J’ai eu un petit coup de coeur pour la grand-mère qui la soigne suite à un accident, je vous offre le passage en question :
Nous mangeâmes une tartine de fromage dans la cuisine, et grand-mère examina mes blessures. Elle prit un sachet en papier dans le réfrigérateur et en sortit un comprimé qui semblait avoir été dosé pour un cheval.
Après un échange d’arguments, je parvins à négocier de n’en prendre que la moitié. Le comprimé avait un goût âcre de camphre ou d’antimite, je l’avalai avec du bouillon.
Le sachet en papier contenait un mélange hétéroclite de pilules de tailles et couleurs diverses.
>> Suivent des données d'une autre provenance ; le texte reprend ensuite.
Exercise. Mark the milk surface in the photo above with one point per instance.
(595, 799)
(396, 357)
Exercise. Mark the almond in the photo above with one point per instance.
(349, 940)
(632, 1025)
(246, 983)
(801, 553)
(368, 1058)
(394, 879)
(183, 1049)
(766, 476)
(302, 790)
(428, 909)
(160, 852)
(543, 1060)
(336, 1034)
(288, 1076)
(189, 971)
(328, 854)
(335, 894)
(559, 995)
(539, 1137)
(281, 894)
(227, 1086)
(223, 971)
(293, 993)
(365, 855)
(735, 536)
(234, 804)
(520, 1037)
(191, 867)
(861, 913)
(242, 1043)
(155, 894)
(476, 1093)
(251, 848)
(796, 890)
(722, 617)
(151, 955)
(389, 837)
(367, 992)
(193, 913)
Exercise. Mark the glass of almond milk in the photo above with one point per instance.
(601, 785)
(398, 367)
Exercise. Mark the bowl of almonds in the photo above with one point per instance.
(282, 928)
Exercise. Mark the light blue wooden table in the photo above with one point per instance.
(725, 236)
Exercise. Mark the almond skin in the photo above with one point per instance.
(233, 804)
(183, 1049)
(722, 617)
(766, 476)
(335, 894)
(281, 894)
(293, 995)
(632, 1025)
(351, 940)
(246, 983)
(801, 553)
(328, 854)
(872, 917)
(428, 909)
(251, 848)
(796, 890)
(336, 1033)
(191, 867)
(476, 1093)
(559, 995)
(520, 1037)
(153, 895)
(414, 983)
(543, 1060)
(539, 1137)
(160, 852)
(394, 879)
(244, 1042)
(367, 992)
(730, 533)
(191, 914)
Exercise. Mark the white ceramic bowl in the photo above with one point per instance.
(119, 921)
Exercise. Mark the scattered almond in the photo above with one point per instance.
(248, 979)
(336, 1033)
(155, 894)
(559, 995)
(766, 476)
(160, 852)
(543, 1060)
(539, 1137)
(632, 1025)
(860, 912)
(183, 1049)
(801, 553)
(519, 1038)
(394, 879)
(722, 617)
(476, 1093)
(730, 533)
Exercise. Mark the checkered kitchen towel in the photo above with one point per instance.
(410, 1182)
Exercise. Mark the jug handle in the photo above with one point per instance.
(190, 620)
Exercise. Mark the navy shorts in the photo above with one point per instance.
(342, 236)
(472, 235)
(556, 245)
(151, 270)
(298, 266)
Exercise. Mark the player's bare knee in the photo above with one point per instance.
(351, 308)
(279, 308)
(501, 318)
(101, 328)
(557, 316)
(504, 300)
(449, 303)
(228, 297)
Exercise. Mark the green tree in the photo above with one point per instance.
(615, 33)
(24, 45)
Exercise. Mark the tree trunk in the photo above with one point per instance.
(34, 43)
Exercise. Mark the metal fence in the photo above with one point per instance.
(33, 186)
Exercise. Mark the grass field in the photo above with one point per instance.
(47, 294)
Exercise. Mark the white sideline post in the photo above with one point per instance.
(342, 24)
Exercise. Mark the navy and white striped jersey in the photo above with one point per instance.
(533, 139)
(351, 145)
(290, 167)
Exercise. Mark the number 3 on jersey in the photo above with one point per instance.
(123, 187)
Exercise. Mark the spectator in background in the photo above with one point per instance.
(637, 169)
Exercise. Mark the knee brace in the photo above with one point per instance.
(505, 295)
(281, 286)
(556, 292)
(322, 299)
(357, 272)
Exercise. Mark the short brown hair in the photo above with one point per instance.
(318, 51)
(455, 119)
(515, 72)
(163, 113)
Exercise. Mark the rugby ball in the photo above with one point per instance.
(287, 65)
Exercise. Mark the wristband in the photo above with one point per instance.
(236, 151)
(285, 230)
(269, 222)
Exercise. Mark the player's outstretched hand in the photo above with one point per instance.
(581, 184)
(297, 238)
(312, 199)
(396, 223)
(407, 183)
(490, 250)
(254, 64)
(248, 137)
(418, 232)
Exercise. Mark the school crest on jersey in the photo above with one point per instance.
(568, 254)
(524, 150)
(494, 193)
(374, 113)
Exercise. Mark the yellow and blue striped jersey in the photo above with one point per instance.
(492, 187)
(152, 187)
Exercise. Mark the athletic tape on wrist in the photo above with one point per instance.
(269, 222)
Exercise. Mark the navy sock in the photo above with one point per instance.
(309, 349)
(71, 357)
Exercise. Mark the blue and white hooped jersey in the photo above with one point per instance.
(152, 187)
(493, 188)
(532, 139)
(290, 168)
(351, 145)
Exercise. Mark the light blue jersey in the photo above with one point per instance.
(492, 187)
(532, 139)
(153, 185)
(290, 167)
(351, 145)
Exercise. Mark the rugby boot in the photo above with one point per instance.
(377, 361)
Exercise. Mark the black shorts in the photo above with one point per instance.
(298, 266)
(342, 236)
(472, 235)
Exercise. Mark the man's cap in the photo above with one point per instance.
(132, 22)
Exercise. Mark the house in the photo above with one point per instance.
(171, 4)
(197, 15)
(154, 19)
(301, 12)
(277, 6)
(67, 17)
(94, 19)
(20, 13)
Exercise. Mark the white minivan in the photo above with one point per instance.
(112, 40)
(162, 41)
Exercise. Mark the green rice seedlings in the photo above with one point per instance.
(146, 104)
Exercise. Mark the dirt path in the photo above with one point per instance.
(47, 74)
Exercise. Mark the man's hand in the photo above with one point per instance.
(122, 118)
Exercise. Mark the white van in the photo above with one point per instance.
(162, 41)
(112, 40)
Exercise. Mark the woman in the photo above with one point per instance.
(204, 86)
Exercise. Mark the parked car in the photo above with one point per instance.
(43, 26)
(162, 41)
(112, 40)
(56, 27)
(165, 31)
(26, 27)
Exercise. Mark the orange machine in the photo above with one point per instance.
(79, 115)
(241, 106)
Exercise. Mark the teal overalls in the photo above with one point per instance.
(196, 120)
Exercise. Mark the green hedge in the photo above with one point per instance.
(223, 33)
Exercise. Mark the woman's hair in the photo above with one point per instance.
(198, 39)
Visiblement, grand-mère choisissait en fonction de la taille. Plus on était malade, plus gros était le cachet qu’elle vous administrait.
Vous voyez, il n’y a pas de dialogue et pourtant, on entre dans la vie de tous ces gens, sans s’y attacher, sans indifférence non plus. Comme si l’auteur nous invitait à ne pas jeter au rebut ce qui nous constitue, nos origines, pour nous les approprier par petites touches, sans hystérie, sans folklore, depuis le centre de nous-même.
Je vous conseille vraiment ce livre, il nous parle sans mots, ce qui est très étrange pour un livre… Il nous fait voyager en nous. En tout cas, c’est l’effet qu’il m’a fait !
Merci Lars Pettersson pour ce beau roman qui nous conte l’Être Humain.